Hong believes that it is imperative that materials scientists add computers to their tools arsenal and is taking the lead by developing a ChatGPT-like AI model, Melting Temperature Predictor, or MAPP, for materials discovery. Using density functional theory, which is one of the most accurate and fastest methods for materials’ properties calculations at the quantum level, he generates a lot of data that feeds into the AI model.
MAPP is open to the public and can generate materials’ melting temperature in less than five seconds — with calculation times only limited by internet speed. This calculation would take days, if not weeks, when done without the help of AI.
While the progress is impressive, Hong still has hurdles he needs to overcome to fully rely on computers for materials discovery.
“This is much faster than traditional quantum mechanics calculations, but it’s still less accurate,” he says. “But I have no doubt that this is the future of materials research.”
Just as self-driving cars took a long time to materialize, Hong is confident that with constant iteration, the model will get better over time.
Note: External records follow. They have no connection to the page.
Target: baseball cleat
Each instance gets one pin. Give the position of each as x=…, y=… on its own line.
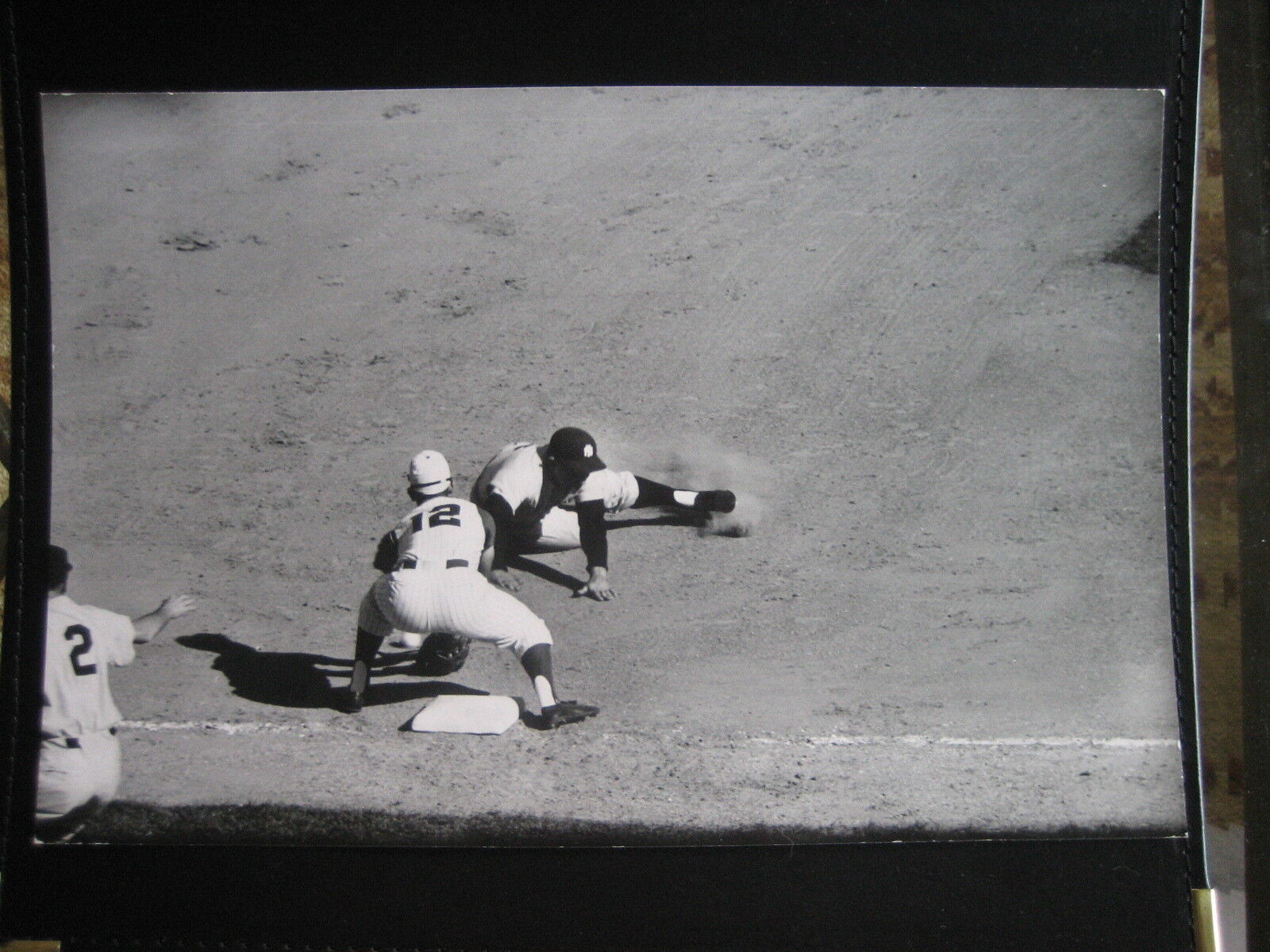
x=715, y=501
x=567, y=712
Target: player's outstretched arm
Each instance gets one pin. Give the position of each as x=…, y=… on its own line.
x=148, y=626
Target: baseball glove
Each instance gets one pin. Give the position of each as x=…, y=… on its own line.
x=442, y=654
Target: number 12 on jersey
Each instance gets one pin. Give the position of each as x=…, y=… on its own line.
x=441, y=516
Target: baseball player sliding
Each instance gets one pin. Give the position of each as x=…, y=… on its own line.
x=433, y=581
x=554, y=498
x=79, y=753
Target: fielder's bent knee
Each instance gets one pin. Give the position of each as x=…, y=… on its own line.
x=370, y=619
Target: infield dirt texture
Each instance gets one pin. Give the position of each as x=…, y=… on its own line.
x=882, y=315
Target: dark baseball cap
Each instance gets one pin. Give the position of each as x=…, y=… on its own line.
x=575, y=451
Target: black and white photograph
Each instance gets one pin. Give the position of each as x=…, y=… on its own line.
x=606, y=466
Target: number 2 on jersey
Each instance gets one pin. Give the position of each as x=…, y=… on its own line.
x=441, y=516
x=86, y=636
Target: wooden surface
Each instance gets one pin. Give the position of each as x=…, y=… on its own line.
x=1216, y=508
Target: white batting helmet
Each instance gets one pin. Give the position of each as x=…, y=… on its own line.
x=429, y=471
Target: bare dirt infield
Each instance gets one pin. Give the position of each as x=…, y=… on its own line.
x=884, y=314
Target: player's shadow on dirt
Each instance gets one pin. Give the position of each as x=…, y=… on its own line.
x=302, y=679
x=571, y=582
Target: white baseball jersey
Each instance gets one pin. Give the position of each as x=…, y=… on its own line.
x=436, y=584
x=516, y=475
x=80, y=645
x=440, y=531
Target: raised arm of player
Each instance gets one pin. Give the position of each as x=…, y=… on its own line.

Unlocking possibilities in materials research through collaboration
Prior to joining ASU, Hong was a thriving machine learning scientist at Amazon. Encouraged by his long-term collaborator, ASU Regents Professor Alexandra Navrotsky, a faculty member in the School for Engineering of Matter, Transport and Energy and the School of Earth and Space Exploration, he decided to move to the Valley of the Sun. Hong and Navrotsky, who is also the director of the Center for Materials of the Universe, work together to predict better materials for extremely high-temperature and high-pressure applications.
“Our research complements each other,” Hong says. “We often work on the same material; I do computation, predicting new properties, and she does lab experiments to test and validate my assumptions.”
The feedback loop created by their process leads to creative and innovative ways to do materials research.
A renowned chemist and materials researcher, Navrotsky says, “I have known and collaborated with Qijun Hong since he was a graduate student, and I was delighted when he got a faculty position at ASU after I moved here.” “He is a brilliant and productive theorist who knows how to relate computation and experiment. He is also a delightful person.”
Receiving the CALPHAD Young Leader Award affords Hong a board seat on the CALPHAD board committee whose goal is to promote materials’ properties discovery through computational thermodynamics. He will also be on the editorial team of the CALPHAD journal. The award is given to only one young researcher every year and is a stamp of recognition for their valuable contribution to the CALPHAD community.
As only the third person to ever receive this award, Hong is excited to continue making progress on his research and learning from his colleagues through reviewing papers submitted to the journal.
One day, Hong might discover a material that could potentially enable people to get to the moon and back more safely.
“When rocket ships re-enter the Earth’s atmosphere, the friction leads to an extremely high temperature,” Hong says. “We need to discover materials to protect our astronaut and space shuttle.”